I know this is hypothetical but who should be considered in a list of the top 10 cycling coaches in the US.


----------



## rockdude (Apr 3, 2008)

Here are a few that could be on a list of top coaches. 
Neal Henderson- Has been awarded coach of the year and coaches many top pros.
Hunter Allen- Wrote the book on powermeters
Allen Lim- Has worked with dozens of Pro tour riders and is always on the cutting edge.


----------



## PDex (Mar 23, 2004)

Is this a general question or are you looking to start specific cycling training? Are you looking for someone to teach racing tactics or training? Track? Road? MTB? Each one has their advantages.


----------



## rockdude (Apr 3, 2008)

Its a General question geared to Road. I can tell you who most of the top riders are, Pro and Amateur but who's their Coach? Who's molding our top guys. Heck, I know at least dozen or so good coaches here in Boulder. But there is an upper echelon of coaches that uses more science than art that tend to attract top riders and they have great success with them. Who are these stars behind the talent. I mentioned several above but I know there many more.


----------



## iliveonnitro (Feb 19, 2006)

It depends whom he/she is coaching.


----------



## NJRoadie (May 13, 2004)

*Ferrari*

Michele Ferrari is clearly the best. Riders such as Lance Armstrong paid him hundreds of thousands of dollars for internet training programs and consultations on saddle height.


----------



## rockdude (Apr 3, 2008)

NJRoadie said:


> Michele Ferrari is clearly the best. Riders such as Lance Armstrong paid him hundreds of thousands of dollars for internet training programs and consultations on saddle height.
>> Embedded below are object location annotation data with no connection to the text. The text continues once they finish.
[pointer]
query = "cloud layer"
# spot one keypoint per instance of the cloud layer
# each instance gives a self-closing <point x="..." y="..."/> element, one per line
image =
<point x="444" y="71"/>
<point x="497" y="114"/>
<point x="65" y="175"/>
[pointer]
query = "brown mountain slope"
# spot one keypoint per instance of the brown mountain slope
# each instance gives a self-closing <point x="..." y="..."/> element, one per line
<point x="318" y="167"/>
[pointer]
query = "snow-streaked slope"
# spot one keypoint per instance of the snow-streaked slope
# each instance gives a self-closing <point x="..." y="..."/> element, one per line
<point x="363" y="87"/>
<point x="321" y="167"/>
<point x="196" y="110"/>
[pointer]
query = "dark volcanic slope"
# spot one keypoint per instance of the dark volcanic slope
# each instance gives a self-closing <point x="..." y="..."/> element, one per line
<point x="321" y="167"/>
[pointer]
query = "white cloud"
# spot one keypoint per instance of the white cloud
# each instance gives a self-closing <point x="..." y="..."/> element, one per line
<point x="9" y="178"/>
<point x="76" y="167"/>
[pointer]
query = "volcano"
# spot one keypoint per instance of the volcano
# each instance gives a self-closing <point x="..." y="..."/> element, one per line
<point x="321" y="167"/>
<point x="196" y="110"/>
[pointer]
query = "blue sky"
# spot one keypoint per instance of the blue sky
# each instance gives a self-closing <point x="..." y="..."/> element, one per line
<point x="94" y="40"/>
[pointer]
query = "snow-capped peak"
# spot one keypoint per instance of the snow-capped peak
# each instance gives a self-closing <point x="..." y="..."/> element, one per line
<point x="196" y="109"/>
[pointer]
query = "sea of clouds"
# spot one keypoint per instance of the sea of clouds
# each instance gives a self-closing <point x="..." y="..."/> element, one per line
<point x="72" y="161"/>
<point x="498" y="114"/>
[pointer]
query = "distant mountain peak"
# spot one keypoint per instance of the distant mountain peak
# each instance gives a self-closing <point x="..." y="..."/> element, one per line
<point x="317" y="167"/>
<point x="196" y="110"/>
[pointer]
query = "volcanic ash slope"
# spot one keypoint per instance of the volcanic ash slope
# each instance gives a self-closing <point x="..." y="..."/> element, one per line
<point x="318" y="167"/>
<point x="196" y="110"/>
The guy was the best at what he did, Something to be said for that. In an era where everyone was doping, his coaching and methods produced winners.


----------



## Creakyknees (Sep 21, 2003)

Chris Carmichael.

Kevin Livingston.


----------



## rydbyk (Feb 17, 2010)

Creakyknees said:


> Chris Carmichael.
> 
> Kevin Livingston.


What? CC?


----------



## rockdude (Apr 3, 2008)

Frank Overton would be another name to through into the hat. He coined the concept of Sweetspot training and does extensive performance testing in his facility.


----------